Let's look at the two, their pros and cons, and which websites they work best for? to help make your decision a lot easier!
HyperText Markup Language, or HTML, introduced in the Internet's infancy in 1991. Designed to organize and manage content efficiently. It allows you to create web pages, and HTML code is written to post links, text, images, and more to these pages.
The most recent version is HTML 5, bringing video and animation integration straight to your site. It is something previous versions just couldn't do.
- Compatible with all screen formats, making your site accessible and readable from any device: tablets; PCs; mobile;, etc.
- SEO. If you include important keywords in the content you post on your website, your website will be perfectly optimized for the search engine.
- Fast loading. No more plugins are necessary!
- Easy to learn, easy to use. Even a novice can get the hang of HTML quickly.
- CMS integration. Easy to install and use, thousands of pre-built CMS will allow you to use HTML without knowing a bit of code quickly.
Cons yet choose HTML from comparison HTML vs Flash
- Browser support. HTML5 is only backed by modern browsers (a.k.a. everything except older versions of IE before 9).
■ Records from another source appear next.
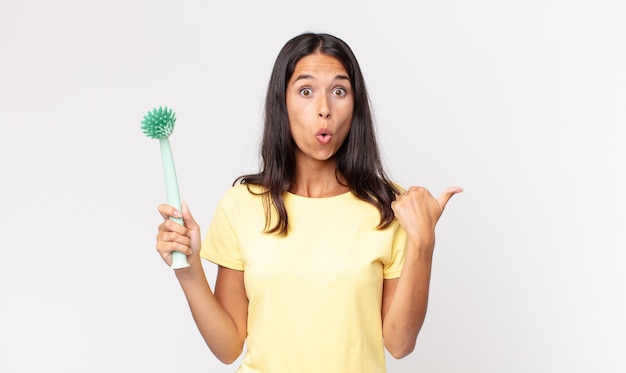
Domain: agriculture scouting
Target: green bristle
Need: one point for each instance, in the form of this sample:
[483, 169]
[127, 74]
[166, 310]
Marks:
[158, 123]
You'll find that older browsers don't give you the same enhanced browsing experience as the latest browser version.
- Media licensing problems. Because of licensing issues, media must be compressed in a variety of formats to make it compatible with most browsers. It takes a lot of time, but this issue might address in the form of updates.
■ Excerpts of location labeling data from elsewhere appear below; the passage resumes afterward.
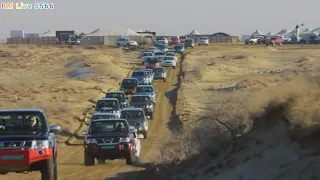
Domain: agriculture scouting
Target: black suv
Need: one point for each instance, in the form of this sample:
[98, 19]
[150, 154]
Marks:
[129, 85]
[111, 139]
[145, 102]
[121, 96]
[27, 143]
[314, 40]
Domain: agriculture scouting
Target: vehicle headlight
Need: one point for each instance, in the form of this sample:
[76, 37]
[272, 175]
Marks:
[90, 141]
[126, 139]
[40, 144]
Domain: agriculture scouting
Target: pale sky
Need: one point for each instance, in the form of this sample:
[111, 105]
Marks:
[166, 17]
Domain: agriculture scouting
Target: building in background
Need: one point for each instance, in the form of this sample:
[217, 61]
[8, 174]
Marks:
[17, 34]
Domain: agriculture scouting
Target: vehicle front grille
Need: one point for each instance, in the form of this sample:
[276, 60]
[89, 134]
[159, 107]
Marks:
[107, 140]
[15, 144]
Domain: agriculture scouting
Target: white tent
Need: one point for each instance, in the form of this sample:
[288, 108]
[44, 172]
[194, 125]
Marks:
[283, 32]
[269, 34]
[257, 32]
[194, 33]
[108, 36]
[48, 33]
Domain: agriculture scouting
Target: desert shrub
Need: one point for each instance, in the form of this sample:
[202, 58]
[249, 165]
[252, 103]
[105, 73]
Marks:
[293, 102]
[223, 124]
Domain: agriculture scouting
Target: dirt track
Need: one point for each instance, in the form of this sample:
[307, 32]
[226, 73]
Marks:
[70, 154]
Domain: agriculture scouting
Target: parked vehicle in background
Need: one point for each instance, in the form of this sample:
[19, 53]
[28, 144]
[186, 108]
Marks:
[254, 39]
[161, 38]
[314, 40]
[152, 49]
[162, 47]
[136, 118]
[27, 143]
[160, 55]
[295, 40]
[174, 40]
[169, 61]
[144, 102]
[125, 42]
[182, 38]
[121, 96]
[111, 139]
[108, 105]
[189, 43]
[160, 73]
[129, 85]
[179, 48]
[147, 90]
[152, 62]
[286, 40]
[142, 77]
[275, 40]
[146, 55]
[203, 41]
Macromedia's Flash gives you the power to add video and animated content to your website. For Flash content to work, you must have a Flash plugin. Website designers love it: they can create engaging and highly interactive web page components to please the user.
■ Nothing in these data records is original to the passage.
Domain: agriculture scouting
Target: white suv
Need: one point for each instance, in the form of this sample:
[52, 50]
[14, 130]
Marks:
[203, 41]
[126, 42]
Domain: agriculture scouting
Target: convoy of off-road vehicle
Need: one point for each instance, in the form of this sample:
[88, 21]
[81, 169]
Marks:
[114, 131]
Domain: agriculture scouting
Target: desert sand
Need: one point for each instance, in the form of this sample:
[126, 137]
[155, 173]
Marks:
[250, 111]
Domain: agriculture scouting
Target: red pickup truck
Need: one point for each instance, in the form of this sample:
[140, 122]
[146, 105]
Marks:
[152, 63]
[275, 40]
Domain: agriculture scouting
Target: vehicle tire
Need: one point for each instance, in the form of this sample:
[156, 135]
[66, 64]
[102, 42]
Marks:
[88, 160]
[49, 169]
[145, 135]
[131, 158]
Adobe launched it in 1996 to cater to developers and designers to create animations, games, and other media for the web. In 2008, Google started crawling Flash files.
- Simple. Adding animated content is super easy!
- Interesting site. With Flash animation enhancing your website, users will likely find the design more appealing.
- Quick to download and display, thanks to the fact it is more disk space efficient than bitmap formats, making it small in size.
- Bandwidth efficient.
- Has a large community of developers to provide support when needed.
Cons which let you choose HTML in comparison HTML Vs Flash
- No SEO help. Search engines don't care at all about your excellent Flash content!
- Not compatible with all screens. Those viewing your page on their tablet or smartphone can't see your fancy Flash animation.
- Another download for the user. To be able to read the code, the user must have Flash Player installed on their computer.
- Adobe decided to end support for Flash after 2020. Businesses websites and applications would upgrade to modern media platforms to make the Web More Secure. Flash player itself was a favorite target for hackers. Tools are available to convert Flash to HTML 5. You can limit Flash to specific business functions away from another network if you don't want to eliminate it.
Flash offers little usability. According to usability expert Jakob Neilsen, “Although multimedia has its role on the Web, current Flash technology tends to discourage usability for three reasons:
- it makes the bad design more likely,
- breaks with the Web's fundamental interaction style, and
- consumes resources that would be better spent enhancing a site's core value.” This is up to user opinion, however.
So who should use HTML vs Flash?
Goodbye to Flash
(October 30, 2019) Google stops indexing standalone SWF (Shockwave Flash) files content that its crawlers find on websites. Since July 2019, Google disabled Flash in Chrome by default in the Chrome 76 release. From September 2019, Mozilla disabled Flash by default in Firefox 69. Microsoft also retired Flash from its Chromium-based Edge browser.
The demise of the Flash happens due to its overly complicated design that invited hackers to exploit bugs.
If your website's purpose is all about the image of your business or is designed to promote the products and services that you offer, Flash is a great way to go. However, if you are a site offering customer support, for example, you might irritate your customers with all the fancy, useless Flash animations.
Does your site feature Flash animations? What language do you rely on?
Most developers now use HTML5 technologies used in all modern browsers.